I was diagnosed about a month ago with C-PTSD in my first ever therapy session via my iPad. Was told to read a book that freaked me out, still does. In his book there were several sites recommended for online support groups. I chose this one because I was in a rather frenzied state where I was having trouble focusing and it had the simplest website address to type! 😂 (I barely recall typing my introduction.) I truly believed it probably would be a waste of my time. I figured everyone would tell me to snap out of it and get over myself.

*jaw-drop* They didn’t. Well holy shit… Ok then…

I have read so many diaries. I have seen my own thoughts (no matter how dark) reflected by SO MANY (not gonna lie, still creeps me out). I have learned I am really good at crying for other people. But there is always honesty. Honesty we may or may not want to hear at that moment but it is honest.

You can let your hair down or not. You can let it all down at once or strand by strand. That is all up to you. Your choice. Whatever makes you feel comfortable. There are most definitely people on here who will ‘get it’.

But….There will though be a variety of honest suggestions and observations and perspectives. Some will mesh and resonate with you, some won’t, that’s the great thing about variety. Can you imagine if all they offered was sushi and you really wanted a burger? And, IMO, being honest and forthright is the only way to truly feeling supported and the only path to healing, because those are the ones caring enough to help pull you out of yourself. (Even if I find myself fighting it on a very regular basis 😊).

I don’t know if any of that is helpful to you. Just my observations and experience so far at the beginning of my own journey. Take it or leave it. It won’t offend me either way. The choice is yours ☺️ and I trust you will do what is best for you.
 
I let het call me if she wanted to so sucking the life out of her is wrong in my opinion.
Then its not that then. So why do you think her sister is pushing her away from you? Sisters tend to be protective, not jealous, of other females. Males, different story. Have you written her a short email asking why? I mean a short email... otherwise the question is often lost amongst anything else on the page.

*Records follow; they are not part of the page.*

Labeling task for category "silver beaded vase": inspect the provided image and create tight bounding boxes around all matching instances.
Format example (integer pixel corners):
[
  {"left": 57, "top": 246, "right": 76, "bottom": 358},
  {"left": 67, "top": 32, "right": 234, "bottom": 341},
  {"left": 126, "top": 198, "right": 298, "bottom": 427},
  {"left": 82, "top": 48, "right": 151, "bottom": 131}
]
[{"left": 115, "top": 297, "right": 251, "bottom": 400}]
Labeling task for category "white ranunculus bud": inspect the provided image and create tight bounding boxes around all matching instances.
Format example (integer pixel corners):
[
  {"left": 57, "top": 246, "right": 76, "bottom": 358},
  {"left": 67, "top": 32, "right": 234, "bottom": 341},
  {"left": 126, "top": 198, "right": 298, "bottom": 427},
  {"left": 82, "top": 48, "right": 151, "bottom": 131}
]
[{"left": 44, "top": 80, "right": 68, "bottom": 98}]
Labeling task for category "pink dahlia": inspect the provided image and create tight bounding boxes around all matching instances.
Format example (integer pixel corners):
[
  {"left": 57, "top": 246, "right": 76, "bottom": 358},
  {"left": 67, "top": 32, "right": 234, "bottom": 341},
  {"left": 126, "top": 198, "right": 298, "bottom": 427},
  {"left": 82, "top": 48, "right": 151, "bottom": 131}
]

Long story short, there are plenty of people in the world for you to be possible friends with. You just have to go meet people and see where things go from there.
 
Last edited:
I'm better today, getting my mind right.
That's depression. You just have to acknowledge that there is more beyond what you feel when really down. Been there, done this, for a lot of years. Still have the occasional fight with it, just not to the same degree. My brain is wired nowadays to know it is just depression and it won't last, I can beat it. My first action is usually headphones and a long walk. Its never lasted after that.